Afrik.com : Etes-vous favorables à une stèle qui engloberait les mémoires de tous les morts d’Algérie ?

François Nadiras :
Pour une stèle comme celle de Perpignan, le problème est le choix des victimes qui y est opéré. Certaines personnes y sont, d’autres non.

Je suis pour un hommage à toutes les personnes qui sont mortes pendant cette guerre, le tout est de ne pas faire de tri. La stèle de Marignane fait clairement la promotion de 4 personnes même s’il n’y a que les dates de leurs exécutions (voir encadré) Mon but n’est pas de raviver les guerres de mémoire mais de mettre en garde. A Toulon, il y a une plaque en souvenir de l’Algérie Française. Il y a régulièrement des jeunes d’origine maghrébine qui jouent à côté. Il y a quelques temps l’un deux m’a demandé ce qu’était l’Algérie Française. Ce sont des situations comme ça que je souhaite éviter.

Afrik.com : Il ne faut aucune reconnaissance pour les gens de l’OAS ?

François Nadiras :
L’article 13 de la loi du 25 février 2005, très controversée par ailleurs pour l’évocation du rôle positif de la colonisation, leur a déjà accordé beaucoup. Il y a eu une indemnisation des activistes de l’OAS sous prétexte qu’ils auraient perdu des annuités entre 1962 et 1969. A cette époque, beaucoup d’entre eux s’étaient réfugiés en Espagne pour éviter d’être poursuivi par la justice française.
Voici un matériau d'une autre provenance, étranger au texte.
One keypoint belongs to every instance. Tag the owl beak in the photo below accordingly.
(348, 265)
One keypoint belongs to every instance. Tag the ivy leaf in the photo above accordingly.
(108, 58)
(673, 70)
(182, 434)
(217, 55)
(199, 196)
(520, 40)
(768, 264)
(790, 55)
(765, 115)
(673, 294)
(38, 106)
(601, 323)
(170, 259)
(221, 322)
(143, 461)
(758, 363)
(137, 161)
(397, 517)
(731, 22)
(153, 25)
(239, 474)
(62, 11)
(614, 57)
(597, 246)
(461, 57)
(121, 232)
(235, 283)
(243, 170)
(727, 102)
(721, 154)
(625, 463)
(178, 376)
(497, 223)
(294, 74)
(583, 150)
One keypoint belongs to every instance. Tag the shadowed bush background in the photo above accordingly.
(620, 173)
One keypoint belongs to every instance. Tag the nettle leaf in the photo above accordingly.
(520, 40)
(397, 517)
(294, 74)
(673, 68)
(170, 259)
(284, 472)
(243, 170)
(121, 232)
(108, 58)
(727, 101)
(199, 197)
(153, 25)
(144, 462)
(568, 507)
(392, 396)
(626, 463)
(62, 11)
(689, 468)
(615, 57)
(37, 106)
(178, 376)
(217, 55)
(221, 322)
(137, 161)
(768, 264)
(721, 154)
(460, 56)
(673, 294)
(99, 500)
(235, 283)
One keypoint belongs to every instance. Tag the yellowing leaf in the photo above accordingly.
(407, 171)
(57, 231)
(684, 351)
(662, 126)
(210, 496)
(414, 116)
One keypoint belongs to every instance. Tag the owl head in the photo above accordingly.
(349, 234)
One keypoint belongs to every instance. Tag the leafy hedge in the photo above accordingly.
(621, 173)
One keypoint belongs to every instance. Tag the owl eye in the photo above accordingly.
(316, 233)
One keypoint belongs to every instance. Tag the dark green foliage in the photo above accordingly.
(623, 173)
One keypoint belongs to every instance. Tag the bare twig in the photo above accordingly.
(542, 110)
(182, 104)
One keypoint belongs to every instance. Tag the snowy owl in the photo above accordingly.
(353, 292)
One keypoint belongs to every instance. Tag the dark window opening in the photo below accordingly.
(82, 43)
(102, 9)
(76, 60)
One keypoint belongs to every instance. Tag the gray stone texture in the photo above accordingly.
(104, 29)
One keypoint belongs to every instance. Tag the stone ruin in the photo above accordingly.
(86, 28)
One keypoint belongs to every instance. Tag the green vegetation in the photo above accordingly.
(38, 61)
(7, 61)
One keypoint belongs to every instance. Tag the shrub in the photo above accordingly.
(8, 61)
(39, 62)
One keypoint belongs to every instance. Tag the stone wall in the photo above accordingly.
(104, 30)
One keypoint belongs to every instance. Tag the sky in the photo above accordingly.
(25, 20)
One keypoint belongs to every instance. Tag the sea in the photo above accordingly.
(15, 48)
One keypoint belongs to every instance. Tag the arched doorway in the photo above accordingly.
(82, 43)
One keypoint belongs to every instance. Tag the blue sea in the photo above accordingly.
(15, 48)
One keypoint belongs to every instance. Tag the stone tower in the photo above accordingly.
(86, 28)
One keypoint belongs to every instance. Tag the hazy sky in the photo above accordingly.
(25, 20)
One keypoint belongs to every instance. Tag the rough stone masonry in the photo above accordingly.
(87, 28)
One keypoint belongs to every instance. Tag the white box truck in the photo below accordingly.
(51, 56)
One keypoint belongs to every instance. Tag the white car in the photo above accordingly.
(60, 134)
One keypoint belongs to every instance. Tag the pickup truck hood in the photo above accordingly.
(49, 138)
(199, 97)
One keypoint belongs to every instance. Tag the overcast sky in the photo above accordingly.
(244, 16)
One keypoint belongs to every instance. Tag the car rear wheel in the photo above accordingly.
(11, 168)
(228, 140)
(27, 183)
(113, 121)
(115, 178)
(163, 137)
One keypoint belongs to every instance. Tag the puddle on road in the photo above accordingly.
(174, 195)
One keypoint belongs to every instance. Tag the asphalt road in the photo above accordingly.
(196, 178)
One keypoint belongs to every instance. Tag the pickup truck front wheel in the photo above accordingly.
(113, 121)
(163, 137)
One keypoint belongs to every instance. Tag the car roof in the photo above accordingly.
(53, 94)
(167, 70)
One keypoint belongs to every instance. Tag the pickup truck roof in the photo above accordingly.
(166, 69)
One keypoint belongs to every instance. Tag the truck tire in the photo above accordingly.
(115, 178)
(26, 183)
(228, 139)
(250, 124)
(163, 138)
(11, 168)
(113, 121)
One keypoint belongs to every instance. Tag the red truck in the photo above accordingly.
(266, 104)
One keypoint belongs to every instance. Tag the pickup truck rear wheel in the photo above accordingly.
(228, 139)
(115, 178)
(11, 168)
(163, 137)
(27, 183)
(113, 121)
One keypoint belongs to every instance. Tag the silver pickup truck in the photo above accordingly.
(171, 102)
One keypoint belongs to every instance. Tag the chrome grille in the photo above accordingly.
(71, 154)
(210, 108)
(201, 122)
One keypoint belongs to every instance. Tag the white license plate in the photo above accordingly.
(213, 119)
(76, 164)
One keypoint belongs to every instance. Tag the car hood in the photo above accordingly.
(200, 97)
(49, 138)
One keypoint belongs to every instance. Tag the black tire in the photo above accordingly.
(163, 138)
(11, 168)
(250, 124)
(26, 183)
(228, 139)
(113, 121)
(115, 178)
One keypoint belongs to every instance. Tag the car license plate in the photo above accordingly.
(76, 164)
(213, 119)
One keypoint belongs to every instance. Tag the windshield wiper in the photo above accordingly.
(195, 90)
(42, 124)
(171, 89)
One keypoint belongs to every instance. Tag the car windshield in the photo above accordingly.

Ils ont déjà eu bien assez.

Explication des dates inscrites sur la stèle

 7 juin 1962 : fusillade d’Albert Dovecar et Claude Piegts qui ont participé à l’assassinat du commissaire Roger Gavoury.

 6 juillet 1962 : fusillade de Roger Degueldre, responsable des « commandos delta » de l’OAS, un de ces commandos qui, le 15 Mars 1962, assassina, méthodiquement et de sang-froid, six inspecteurs de l’éducation nationale

 11 mars 1963 : fusillade de Jean-Marie Bastien-Thiry, l’organisateur des attentats manqués contre de Gaulle à Pont-de-Seine et au Petit-Clamart.